DUBAÏ : Des hauts responsables d’Arabie saoudite, de Turquie et du Pakistan sont arrivés à Istanbul pour participer à leur première réunion dans le cadre de l’Accord de défense conjoint de La Mecque.

Le ministre turc des Affaires étrangères, Hakan Fidan, a déclaré que les responsables réunis à Istanbul avaient commencé à mettre en place la structure fondamentale de l’alliance de défense de La Mecque, ajoutant que la création de ce bloc n’était dirigée contre aucun pays en particulier.
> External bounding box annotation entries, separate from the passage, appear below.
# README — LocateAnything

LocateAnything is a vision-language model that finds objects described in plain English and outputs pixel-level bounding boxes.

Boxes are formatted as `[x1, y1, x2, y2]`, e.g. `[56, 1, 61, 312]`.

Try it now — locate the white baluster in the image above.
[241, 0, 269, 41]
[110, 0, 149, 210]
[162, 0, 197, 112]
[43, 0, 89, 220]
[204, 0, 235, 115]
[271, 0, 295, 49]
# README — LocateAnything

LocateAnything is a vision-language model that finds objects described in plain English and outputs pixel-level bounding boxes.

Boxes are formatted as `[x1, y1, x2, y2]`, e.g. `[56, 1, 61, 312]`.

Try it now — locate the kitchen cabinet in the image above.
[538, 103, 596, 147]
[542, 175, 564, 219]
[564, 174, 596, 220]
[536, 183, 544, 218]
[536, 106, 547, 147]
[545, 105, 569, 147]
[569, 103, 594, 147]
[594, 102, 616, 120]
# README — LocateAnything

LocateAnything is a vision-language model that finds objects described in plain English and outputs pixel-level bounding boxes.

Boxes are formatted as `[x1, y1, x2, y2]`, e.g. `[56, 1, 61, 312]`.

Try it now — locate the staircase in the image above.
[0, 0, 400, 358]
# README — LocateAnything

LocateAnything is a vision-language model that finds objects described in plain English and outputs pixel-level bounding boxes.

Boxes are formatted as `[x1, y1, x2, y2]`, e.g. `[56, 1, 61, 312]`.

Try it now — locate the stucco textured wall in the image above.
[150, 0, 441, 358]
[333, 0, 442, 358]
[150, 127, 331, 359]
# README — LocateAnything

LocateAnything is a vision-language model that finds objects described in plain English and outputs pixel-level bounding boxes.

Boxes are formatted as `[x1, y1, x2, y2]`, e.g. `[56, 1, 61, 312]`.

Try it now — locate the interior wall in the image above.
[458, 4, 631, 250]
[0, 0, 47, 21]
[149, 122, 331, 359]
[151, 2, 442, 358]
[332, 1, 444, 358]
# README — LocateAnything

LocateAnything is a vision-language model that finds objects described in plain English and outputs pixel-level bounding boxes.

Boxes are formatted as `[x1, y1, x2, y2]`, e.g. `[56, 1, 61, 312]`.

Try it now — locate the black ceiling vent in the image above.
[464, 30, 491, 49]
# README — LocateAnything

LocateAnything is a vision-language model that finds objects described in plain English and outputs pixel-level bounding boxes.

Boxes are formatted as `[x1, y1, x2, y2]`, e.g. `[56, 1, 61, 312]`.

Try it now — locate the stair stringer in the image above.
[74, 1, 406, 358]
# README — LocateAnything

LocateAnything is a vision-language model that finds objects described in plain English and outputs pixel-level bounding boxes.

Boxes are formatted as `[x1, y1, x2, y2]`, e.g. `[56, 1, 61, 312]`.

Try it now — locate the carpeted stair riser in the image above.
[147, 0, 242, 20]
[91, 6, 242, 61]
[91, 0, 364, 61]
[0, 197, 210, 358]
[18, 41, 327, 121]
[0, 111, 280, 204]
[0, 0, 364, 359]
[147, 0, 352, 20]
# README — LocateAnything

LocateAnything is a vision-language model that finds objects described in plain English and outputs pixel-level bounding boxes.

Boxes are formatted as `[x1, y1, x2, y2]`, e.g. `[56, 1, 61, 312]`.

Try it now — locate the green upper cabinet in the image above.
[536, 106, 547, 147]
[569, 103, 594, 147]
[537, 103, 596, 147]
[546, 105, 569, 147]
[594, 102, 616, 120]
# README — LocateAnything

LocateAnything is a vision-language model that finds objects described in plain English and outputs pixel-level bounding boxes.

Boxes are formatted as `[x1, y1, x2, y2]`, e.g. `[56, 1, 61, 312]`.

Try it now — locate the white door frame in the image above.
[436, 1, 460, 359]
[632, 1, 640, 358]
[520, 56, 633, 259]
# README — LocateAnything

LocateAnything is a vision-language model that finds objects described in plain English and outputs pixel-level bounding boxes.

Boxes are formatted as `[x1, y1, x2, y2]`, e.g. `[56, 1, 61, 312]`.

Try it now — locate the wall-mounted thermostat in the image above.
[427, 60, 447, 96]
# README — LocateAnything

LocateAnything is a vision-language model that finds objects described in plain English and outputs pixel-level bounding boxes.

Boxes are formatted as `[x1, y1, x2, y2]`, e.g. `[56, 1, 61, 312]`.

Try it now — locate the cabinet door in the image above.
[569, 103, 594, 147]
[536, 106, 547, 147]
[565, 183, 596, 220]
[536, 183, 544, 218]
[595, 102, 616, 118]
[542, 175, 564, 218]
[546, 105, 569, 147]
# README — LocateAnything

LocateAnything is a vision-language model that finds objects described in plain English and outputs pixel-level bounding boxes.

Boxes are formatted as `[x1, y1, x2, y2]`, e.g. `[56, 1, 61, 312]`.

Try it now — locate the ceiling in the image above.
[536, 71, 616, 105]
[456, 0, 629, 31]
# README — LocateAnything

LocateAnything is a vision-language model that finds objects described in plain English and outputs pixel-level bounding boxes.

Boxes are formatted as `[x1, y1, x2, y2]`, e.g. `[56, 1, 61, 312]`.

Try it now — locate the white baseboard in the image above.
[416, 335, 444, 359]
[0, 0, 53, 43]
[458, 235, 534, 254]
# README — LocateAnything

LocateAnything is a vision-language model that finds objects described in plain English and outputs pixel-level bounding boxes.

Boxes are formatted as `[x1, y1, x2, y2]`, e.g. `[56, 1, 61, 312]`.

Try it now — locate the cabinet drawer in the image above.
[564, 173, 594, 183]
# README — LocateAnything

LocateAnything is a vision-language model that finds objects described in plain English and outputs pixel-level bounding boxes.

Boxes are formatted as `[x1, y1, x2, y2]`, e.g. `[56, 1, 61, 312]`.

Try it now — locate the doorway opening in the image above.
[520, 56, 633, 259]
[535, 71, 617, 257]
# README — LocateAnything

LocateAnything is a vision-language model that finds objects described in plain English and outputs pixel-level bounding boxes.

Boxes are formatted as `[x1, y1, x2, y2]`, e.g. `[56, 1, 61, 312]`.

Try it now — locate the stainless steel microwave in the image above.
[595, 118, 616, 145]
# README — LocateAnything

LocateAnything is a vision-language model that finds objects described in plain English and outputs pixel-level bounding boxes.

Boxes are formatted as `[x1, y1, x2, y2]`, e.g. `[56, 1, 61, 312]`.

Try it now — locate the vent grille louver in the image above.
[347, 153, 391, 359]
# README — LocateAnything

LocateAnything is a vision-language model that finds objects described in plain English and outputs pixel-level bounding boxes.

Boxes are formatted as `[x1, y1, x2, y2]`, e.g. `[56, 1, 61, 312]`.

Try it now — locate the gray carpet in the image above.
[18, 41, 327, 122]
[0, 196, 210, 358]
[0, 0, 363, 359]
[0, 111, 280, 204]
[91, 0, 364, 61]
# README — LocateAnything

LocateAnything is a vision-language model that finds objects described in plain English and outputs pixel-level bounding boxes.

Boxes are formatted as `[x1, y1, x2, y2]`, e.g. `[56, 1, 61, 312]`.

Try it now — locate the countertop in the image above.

M. Fidan a également précisé que cette alliance, inspirée de l’OTAN, reposait sur le principe selon lequel d’autres pays pourraient y adhérer sous certaines conditions. 

Le ministre saoudien de la Défense, le prince Khalid bin Salman, dirigeait la délégation saoudienne, accompagnée du ministre saoudien des Affaires étrangères, le prince Faisal bin Farhan, et d’autres hauts responsables, selon l’Agence de presse saoudienne.

Le prince Faisal a ensuite rencontré son homologue turc, Hakan Fidan, en marge de la réunion. 

Les deux responsables ont fait le point sur les relations saoudo-turques et sur les moyens de les renforcer et de les développer au service de leurs intérêts mutuels. 

Ils ont également discuté des derniers développements régionaux et de la nécessité de déployer des efforts pour renforcer la sécurité et la stabilité régionales.